Is it possible to vectorize this nested for with S

I've never written assembly code for SSE optimization, so sorry if this is a noob question. In this aritcle is explained how to vectorize a for with a conditional statement. However, my code (taken from here ) is of the form:

   for (int j=-halfHeight; j<=halfHeight; ++j)
   {
      for(int i=-halfWidth; i<=halfWidth; ++i)
      {
         const float rx = ofsx + j * a12;
         const float ry = ofsy + j * a22;
         float wx = rx + i * a11;
         float wy = ry + i * a21;
         const int x = (int) floor(wx);
         const int y = (int) floor(wy);
         if (x >= 0 && y >= 0 && x < width && y < height)
         {
            // compute weights
            wx -= x; wy -= y;
            // bilinear interpolation
            *out++ =
               (1.0f - wy) * ((1.0f - wx) * im.at<float>(y,x)   + wx * im.at<float>(y,x+1)) +
               (       wy) * ((1.0f - wx) * im.at<float>(y+1,x) + wx * im.at<float>(y+1,x+1));
         } else {
            *out++ = 0;
         }
      }
   }

So, from my understanding, there are several differences with the linked article:

Here we have a nested for: I've always seen one level for in vectroization, never seen a nested loop
The if condition is based on scalar values (x and y) and not on the array: how can I adapt the linked example to this?
The out index isn't based on i or j (so it's not out[i] or out[j]): how can I fill out in this way?

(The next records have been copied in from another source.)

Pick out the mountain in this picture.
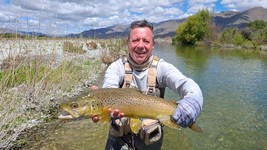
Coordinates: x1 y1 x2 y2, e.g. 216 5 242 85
0 7 267 38
0 28 47 36
74 7 267 38
213 7 267 29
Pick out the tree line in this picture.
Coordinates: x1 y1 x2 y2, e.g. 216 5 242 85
172 9 267 48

In particular I'm confused because for indexes are always used as array indexes, while here are used to compute variables while the vector is incremented cycle by cycle

I'm using icpc with -O3 -xCORE-AVX2 -qopt-report=5 and a bunch of others optimization flags. According to Intel Advisor, this is not vectorized, and using #pragma omp simd generates warning #15552: loop was not vectorized with "simd"

Bilinear interpolation is a rather tricky operation to vectorize, and I wouldn't try it for your first SSE trick. The problem is that the values you need to fetch are not nicely ordered. They're sometimes repeated, sometimes skipped. The good news is, interpolating images is a common operation, and you can likely find a pre-written library to do that, like OpenCV

remap() is always a good choice. Just build two arrays of wx and wy which represent the fractional source locations of each pixel, and let remap() do the interpolation.

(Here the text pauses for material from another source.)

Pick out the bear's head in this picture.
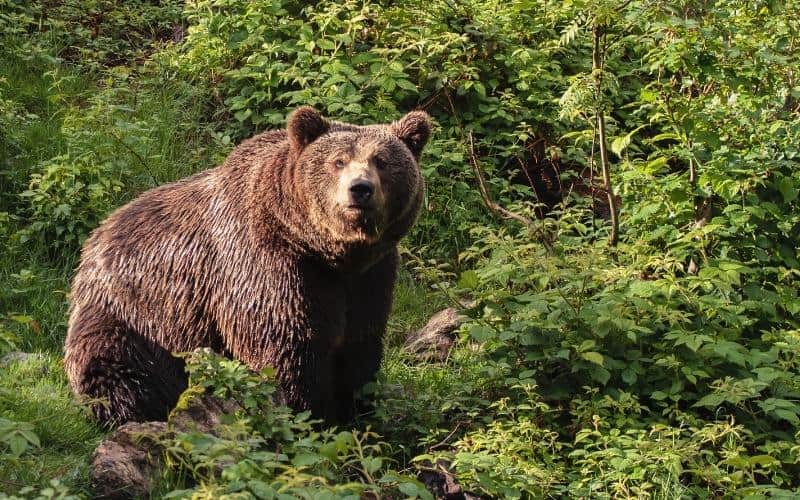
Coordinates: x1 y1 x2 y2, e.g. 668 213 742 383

However, in this case, it looks like an affine transform. That is, the fractional source pixel is related to the source pixel by a 2x3 matrix multiplication. That's the offset and a11/a12/a21/a22 variables. OpenCV has such a transform. Read about it here: http://docs.opencv.org/3.1.0/d4/d61/tutorial_warp_affine.html

All you'll have to do is map your input variables into matrix form and call the affine transform.